Of interest for me on this journey has been a simple one: what did John Wesley have to say about spiritual formation? Now if you’re not a Methodist, this may not be of interest but we Methodists are kind of stuck with what maybe an inconvenient truth – Wesley’s 52 StandardSermons and his Notes on the New Testament are part of the United Methodist Church’s Doctrinal Standards and General Rules (see Paragraph 103). These are far more than merely a collection of pithy notes and sayings, they represent the theological work of a transformed and transformational Christian. We have said the writings of John Wesley matter – we don’t get to ignore them or term them archaic or of no value. We have declared they are more than historical – we have said we need them for our work as the church.

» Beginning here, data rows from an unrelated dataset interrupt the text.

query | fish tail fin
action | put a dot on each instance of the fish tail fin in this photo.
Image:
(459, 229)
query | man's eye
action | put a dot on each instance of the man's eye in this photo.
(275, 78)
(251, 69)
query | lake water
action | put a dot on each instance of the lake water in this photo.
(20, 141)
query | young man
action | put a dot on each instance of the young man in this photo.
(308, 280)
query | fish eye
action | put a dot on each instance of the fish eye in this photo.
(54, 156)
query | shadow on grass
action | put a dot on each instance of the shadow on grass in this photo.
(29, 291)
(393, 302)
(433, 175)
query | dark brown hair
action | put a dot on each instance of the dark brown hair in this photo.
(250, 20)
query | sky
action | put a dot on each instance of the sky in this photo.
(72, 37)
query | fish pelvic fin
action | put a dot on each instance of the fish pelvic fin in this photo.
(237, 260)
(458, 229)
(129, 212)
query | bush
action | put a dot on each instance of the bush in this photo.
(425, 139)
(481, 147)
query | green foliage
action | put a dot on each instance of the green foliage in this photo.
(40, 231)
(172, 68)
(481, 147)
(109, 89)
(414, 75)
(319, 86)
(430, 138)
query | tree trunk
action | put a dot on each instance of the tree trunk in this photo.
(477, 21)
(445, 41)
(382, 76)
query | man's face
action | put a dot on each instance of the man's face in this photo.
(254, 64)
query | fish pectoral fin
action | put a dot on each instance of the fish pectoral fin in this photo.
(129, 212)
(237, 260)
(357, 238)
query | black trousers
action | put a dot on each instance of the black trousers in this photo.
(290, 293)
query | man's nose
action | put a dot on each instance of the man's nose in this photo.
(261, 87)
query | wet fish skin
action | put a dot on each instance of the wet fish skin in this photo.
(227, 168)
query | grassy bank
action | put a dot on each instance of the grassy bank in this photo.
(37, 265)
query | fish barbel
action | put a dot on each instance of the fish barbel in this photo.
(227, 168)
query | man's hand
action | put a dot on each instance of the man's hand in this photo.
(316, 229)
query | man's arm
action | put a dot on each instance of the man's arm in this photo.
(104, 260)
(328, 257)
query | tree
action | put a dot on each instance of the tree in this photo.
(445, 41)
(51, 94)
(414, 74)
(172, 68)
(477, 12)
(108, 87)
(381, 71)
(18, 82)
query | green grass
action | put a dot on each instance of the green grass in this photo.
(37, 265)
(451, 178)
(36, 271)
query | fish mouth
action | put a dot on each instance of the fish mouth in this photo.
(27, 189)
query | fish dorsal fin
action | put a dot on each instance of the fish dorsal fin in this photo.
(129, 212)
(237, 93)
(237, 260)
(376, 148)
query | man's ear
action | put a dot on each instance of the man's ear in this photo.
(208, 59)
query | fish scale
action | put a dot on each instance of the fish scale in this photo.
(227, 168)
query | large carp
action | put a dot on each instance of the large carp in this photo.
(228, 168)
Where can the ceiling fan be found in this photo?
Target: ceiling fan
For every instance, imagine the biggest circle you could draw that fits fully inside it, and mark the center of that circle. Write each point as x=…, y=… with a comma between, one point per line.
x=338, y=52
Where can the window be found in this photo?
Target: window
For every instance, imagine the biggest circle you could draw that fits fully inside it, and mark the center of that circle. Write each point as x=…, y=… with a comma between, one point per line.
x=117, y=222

This arena of spiritual formation is not represented in this material directly. To find spiritual formation, you have to look under mysticism and mystics of John Wesley’s larger works. Take your pick and use the index but forewarned, these writings represent a varying array of opinions and ones that do change over time. More to the point, Wesley has varying opinions on different mystics even.
Not much has been available to beyond two pieces that I have found in researching this topic. Dr. Robert Tuttle followed up his dissertation with the publishing of his book, Mysticism in theWesleyan Tradition, published in 1989. Dr. Kenneth J. Collins, also addressed the topic of “John Wesley’s Assessment of Christian Mysticism in his submission to the Lexington Theological Quarterly. I have long been impressed with Dr. Collins’ writings on Wesleyan-Methodist Theology and I certainly recommend both works.
What struck me as of particular value is what Dr. Collins’ writes at the end of his work. It is four questions, taken from the whole of Wesley’s works on the subject of mysticism and Collins’ own knowledge of Wesley’s thoughts and theology. They represent what, I think, is a thoughtful and helpful gift to us as clergy and laity to examine and reflect on practices as well as theologies and theories we seek to bring into the church. Consider these questions posed by Dr. Collins:
1. Is it Christologically based?
2. Does it detract from Jesus as mediator? (Does it stress a direct relationship with God apart from Jesus?)
3. Is the practice rooted in the atonement?
4. Is it rooted in the means of grace? (ex: prayer, communion, Bible reading, etc).
We may be in the extreme center, but our discipline does not allow us do theology and practice in a vacuum either and I don't mean just in relation to spiritual formation but all of our work. It would serve us well to wrestle more fully the history and reality of our Wesleyan-Methodist Heritage in our day. We may well find it more than just fruitful but liberating to know more fully the work of one whose heart was strangely warmed and then set on fire by God’s grace and mercy.